Non si placano le polemiche sulla vicenda della sedia che il sultano di Turchia, Recepp Tayyip Erdogan, ha volutamente fatto mancare ad Ursula Von der Leyen nella visita ufficiale dei vertici di Bruxelles ad Istanbul. Le proteste arrivano da ogni paese e da ogni partito. Ma forse sarebbe anche il caso che l'Europa faccia un leggero esame di coscienza.

Questo gesto infatti ha due genitori: il primo è l'arroganza del leader turco. Un uomo senza scrupoli, che gestisce il suo paese come un regno facendo il bello ed il cattivo tempo. Ma questo è cosa nota a tutti, da anni.

Il secondo purtroppo è proprio la debolezza di Bruxelles che nei suoi rapporti con la Turchia ha forse dato il peggio di se.

Come dimenticare infatti il ricatto sottile sui migranti che costa all'Europa miliardi di euro ogni anno. La minaccia velata di Erdogan è nota: «o mi pagate o io apro la rotta balcanica dei migranti, milioni di persone provenienti da Siria e paesi vicini che invaderanno l'Europa». E noi abbiamo pagato, paghiamo e, purtroppo, pagheremo.

E come dimenticare chi da anni, anche nel Parlamento Europeo, malgrado tutto questo, preme per un ingresso di Ankara nella Ue, malgrado Erdogan, i suoi ricatti, il suo protocollo.
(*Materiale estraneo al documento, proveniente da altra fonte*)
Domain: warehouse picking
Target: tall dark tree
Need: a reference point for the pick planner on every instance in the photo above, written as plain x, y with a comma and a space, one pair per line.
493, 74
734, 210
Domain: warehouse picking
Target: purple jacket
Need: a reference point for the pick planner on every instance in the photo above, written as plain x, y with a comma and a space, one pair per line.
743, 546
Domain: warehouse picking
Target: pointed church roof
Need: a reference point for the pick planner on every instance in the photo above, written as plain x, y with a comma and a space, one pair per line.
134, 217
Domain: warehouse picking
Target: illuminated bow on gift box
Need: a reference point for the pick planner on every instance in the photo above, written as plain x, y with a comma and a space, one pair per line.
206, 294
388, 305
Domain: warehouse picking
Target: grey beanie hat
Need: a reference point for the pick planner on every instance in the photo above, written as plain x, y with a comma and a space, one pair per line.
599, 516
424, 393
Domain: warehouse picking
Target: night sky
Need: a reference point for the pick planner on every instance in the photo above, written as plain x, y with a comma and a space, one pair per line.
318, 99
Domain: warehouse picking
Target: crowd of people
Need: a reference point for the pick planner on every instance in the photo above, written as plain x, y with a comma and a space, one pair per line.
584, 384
Una debolezza totale quella di Bruxelles evidente anche per quanto accaduto in Libia dove avremmo dovuto essere protagonisti decisivi ed invece abbiamo lasciato campo libero alla Turchia che ha esteso sulla regione la sua lunga mano. Ed ora dobbiamo recuperare (come dimostra il primo viaggio estero del premier Draghi, guarda caso proprio a Tripoli pochi giorni fa).

Insomma_: abbiamo concesso, abbiamo detto sempre di si, abbiamo guardato altrove, abbiamo persino pagato. Ed ora ci lamentiamo per una sedia, un gesto di violenza e maleducazione che è una sfida.

Erdogan lo si ferma non con le parole ma con i fatti. Vedremo nei prossimi giorni se l'Europa per l'ennesima volta abbasserà la testa o se avrà il coraggio di rialzarla e far capire al leader turco come stanno davvero le cose.